Gardens of Italy
Ann Laras
Frances Lincoln editor
THERMAL BATHS IN AN EXOTIC GARDEN
Exotic garden created by Luigi Silvestro Camerini from 1947
Water Garden designet by Ermanno Casasco for Paolo Fulceri Camerini from 1988
Negombo
Ischia
Negombo occupies a sheltered spot between Mount Zaro and Mount Vico, on the shores of the Bay of San Montano in the north-west corner of the volcanic island of Ischia. When the botanist Duke Luigi Silvestro Camerini first came here in 1947 he immediately fell in love with the place. He bought all the land in the bay and arranged for exotic trees and plants which he had come across on his travels around the world to be shipped over, so that he could create a botanical garden. He also mapped the natural hot springs.
During the 1970s and 1980s the garden was open to visitors, offering thermal baths in the surroundings of the botanical gardens. Then in 1988 Luigi Camerini's son, Paolo Fulceri Camerini, employed landscape architect Ermanno Casasco to give the park a form and a structure. This he has done in a very poetic and talented way, creating thermal baths of every type and carefully integrating them among the tropical plants introduced by Luigi and the natural vegetation of holm-oaks, laurels, maritime pines, olive trees and carobs.
It is amazing to think of the hot water of the springs rushing under one's feet and then cascading out of the mountain as a waterfall, or being calmly collected in pools of every imaginable shape. The garden has 67 volcanic steam springs, 29 catch basins and 103 hot springs.

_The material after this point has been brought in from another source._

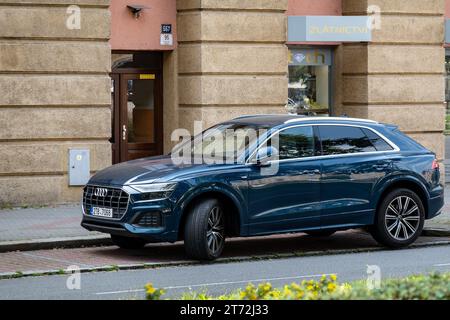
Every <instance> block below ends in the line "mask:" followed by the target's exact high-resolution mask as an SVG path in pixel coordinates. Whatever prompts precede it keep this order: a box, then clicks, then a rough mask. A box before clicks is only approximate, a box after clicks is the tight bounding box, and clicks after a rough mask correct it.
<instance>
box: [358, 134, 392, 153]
mask: <svg viewBox="0 0 450 320" xmlns="http://www.w3.org/2000/svg"><path fill="white" fill-rule="evenodd" d="M361 130H362V131H363V132H364V133H365V135H366V136H367V137H368V138H369V140H370V142H371V143H372V145H373V146H374V147H375V149H377V151H390V150H393V148H392V147H391V146H390V145H389V144H388V143H387V142H386V141H385V140H384V139H383V138H381V137H380V136H379V135H377V134H376V133H375V132H373V131H372V130H369V129H366V128H361Z"/></svg>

It is not simply relaxing to spend a day in Negombo; it is also very much an aesthetic experience. Who would not want to sit in a pool of water at a temperature of 30-40°C (85-105°F), surrounded by beautiful rocks and lush greenery and a fantastic sea view?
It is a glimpse of paradise. The Greeks who settled here in the bay in 770 BC might well have agreed.